Non si può, però, guardare la pagliuzza nell’occhio dei paesi islamici e ignorare la trave negli occhi del nostro Occidente. Ogni anno, in particolare nel Nord Europa e nel mondo anglosassone, migliaia di bambini vengono avviati dai genitori alla transizione di genere.
Ogni minimo comportamento difforme dalla mascolinità o dalla femminilità (bambini che giocano con le bambole, bambine che prediligono i soldatini, ecc.) viene subito etichettato come “disforia di genere” e i fanciulli rimangono ancora più confusi nella loro identità sessuale.
Se l’Afghanistan non può di certo definirsi un paese libero, noi europei lo siamo veramente? Se i genitori di Manan hanno travestito la propria figlia da maschio per la disperazione e per via dell’ignoranza diffusa nel loro paese, è difficile pensare che i genitori occidentali che conciano i loro figli da bambine o le loro figlie da bambini, non lo facciano per motivi diversi dal capriccio o dalla superficialità.

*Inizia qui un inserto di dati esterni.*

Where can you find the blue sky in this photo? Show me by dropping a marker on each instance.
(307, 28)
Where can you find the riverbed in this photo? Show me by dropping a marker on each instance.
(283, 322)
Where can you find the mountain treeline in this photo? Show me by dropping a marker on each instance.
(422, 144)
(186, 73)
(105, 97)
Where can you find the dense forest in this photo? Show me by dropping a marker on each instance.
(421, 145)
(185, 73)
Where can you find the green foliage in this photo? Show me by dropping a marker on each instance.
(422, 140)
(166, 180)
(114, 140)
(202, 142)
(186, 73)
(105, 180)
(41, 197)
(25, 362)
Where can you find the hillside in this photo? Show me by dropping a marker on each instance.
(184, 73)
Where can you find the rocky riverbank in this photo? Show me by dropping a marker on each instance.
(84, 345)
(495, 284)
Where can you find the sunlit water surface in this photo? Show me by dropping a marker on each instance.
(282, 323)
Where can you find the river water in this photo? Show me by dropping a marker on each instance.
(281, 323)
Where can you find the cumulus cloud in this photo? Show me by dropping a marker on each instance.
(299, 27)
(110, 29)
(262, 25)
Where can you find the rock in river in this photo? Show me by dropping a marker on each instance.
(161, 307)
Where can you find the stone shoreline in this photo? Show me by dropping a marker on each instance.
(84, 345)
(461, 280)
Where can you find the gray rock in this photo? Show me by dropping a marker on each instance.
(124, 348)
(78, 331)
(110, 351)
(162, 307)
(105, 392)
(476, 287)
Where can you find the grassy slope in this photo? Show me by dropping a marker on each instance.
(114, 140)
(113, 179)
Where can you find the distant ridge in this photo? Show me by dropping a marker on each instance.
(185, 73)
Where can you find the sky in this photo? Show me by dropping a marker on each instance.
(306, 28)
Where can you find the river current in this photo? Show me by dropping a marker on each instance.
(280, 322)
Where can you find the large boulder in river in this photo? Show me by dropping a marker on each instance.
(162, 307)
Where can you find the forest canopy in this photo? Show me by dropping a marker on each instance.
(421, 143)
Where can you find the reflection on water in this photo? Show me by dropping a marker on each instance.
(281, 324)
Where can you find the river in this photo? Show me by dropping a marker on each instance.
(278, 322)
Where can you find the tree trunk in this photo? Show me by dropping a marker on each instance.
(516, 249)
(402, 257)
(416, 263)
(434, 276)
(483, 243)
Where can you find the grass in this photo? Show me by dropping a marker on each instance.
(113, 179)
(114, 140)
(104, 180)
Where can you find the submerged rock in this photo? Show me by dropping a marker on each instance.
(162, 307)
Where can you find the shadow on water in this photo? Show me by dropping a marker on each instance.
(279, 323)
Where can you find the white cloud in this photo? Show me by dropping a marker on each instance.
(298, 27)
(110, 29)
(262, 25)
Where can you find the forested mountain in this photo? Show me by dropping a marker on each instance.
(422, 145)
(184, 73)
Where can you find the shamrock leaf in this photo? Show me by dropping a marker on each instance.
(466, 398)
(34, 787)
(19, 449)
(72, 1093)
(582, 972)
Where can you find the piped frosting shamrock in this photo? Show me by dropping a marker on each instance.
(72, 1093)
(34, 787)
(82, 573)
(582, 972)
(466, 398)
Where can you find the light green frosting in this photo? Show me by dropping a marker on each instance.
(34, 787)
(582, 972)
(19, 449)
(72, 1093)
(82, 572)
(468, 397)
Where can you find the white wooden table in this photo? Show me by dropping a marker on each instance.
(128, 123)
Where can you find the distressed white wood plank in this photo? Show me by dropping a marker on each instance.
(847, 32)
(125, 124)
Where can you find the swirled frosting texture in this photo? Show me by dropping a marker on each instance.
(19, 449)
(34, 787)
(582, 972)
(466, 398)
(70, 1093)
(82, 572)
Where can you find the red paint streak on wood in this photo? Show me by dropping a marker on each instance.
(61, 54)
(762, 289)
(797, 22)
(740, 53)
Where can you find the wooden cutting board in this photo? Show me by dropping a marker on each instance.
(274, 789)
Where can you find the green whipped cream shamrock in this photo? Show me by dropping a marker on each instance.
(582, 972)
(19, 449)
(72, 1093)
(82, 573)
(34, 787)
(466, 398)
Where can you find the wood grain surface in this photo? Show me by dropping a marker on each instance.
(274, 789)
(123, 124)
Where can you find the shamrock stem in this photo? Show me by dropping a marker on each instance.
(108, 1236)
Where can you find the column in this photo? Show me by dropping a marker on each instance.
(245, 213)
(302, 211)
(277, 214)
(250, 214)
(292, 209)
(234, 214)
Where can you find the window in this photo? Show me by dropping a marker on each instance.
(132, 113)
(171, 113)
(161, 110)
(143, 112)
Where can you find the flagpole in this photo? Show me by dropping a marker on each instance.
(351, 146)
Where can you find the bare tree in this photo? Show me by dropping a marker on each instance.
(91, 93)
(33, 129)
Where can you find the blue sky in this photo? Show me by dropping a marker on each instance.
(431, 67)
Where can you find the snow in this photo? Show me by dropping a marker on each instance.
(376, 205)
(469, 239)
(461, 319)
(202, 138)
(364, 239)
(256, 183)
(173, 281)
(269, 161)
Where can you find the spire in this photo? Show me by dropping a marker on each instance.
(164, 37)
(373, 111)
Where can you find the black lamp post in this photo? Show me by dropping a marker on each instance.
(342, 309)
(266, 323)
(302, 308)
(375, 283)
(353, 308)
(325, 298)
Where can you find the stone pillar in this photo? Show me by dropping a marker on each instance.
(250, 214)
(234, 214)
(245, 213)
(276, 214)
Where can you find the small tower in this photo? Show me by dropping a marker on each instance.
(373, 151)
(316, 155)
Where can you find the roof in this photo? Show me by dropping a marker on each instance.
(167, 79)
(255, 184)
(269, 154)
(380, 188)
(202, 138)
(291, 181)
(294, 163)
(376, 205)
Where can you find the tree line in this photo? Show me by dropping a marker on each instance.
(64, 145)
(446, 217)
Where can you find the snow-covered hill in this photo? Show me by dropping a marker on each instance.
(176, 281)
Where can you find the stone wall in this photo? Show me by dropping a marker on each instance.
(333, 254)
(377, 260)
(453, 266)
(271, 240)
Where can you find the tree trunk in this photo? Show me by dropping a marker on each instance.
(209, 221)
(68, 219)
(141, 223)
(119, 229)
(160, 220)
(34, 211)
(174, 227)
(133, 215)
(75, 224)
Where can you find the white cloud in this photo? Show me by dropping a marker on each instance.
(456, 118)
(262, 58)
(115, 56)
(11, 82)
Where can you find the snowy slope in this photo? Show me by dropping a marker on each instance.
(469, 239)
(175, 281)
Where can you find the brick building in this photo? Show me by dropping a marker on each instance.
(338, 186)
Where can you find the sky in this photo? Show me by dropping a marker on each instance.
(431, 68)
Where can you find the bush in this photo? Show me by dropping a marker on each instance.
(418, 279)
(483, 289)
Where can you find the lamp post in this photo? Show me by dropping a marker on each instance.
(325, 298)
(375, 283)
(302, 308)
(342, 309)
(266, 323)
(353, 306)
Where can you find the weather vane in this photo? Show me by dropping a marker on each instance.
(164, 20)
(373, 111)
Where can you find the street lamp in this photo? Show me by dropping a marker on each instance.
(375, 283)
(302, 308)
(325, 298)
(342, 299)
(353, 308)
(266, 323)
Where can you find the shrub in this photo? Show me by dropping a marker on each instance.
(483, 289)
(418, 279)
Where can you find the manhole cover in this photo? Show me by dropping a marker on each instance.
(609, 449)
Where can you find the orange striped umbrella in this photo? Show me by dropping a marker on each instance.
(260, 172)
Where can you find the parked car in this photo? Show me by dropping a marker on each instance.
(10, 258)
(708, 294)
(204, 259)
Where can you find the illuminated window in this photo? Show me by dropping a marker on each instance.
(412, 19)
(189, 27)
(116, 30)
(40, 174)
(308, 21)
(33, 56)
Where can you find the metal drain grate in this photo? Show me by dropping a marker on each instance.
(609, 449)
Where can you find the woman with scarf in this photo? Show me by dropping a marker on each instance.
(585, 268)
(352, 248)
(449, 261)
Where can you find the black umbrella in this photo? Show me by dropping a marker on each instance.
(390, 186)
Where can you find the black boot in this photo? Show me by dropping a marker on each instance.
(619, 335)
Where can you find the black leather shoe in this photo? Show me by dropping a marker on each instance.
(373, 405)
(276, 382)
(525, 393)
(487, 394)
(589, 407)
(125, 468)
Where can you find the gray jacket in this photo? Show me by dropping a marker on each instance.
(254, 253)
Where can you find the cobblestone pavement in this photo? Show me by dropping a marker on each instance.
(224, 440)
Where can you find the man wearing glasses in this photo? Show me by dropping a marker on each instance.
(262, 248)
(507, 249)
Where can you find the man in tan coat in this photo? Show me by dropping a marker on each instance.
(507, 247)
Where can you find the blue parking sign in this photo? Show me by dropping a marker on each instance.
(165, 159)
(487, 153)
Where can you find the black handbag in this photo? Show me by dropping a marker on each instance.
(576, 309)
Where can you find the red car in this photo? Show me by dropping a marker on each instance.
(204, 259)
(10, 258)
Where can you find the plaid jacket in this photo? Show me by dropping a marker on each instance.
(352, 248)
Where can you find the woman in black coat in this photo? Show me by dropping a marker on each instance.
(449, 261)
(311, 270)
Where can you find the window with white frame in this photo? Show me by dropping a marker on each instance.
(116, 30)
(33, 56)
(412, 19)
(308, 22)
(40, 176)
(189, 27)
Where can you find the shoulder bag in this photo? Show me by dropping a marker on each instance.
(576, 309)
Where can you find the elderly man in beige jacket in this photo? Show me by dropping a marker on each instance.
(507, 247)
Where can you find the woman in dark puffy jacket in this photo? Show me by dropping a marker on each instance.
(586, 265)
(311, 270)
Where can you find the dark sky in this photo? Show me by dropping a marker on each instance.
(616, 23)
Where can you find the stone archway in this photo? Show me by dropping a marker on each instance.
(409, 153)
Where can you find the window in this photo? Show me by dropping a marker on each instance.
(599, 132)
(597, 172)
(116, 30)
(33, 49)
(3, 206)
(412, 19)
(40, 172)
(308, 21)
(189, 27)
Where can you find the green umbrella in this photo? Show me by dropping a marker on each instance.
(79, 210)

È accaduto poi, appena una settimana fa, che un liceo di Monza, un gruppo di ragazzi si siano presentati con la gonna per contestare la “sessualizzazione del corpo femminile” e la “mascolinità tossica”. Una maniera sensazionalistica e inopportuna per denunciare un problema che meriterebbe un approccio ben più accurato e meno emotivo.
Del resto, che la sottana ad uso maschile sia stata ormai sdoganata, lo dimostrano numerose sfilate in passerella di varie griffe più o meno note. Giusto denunciare le discriminazioni e le assurdità patite dalle giovani afghane. Evitando, però, di scandalizzarsi, di ostentare superiorità e di ragionare secondo la logica dei due pesi e delle due misure.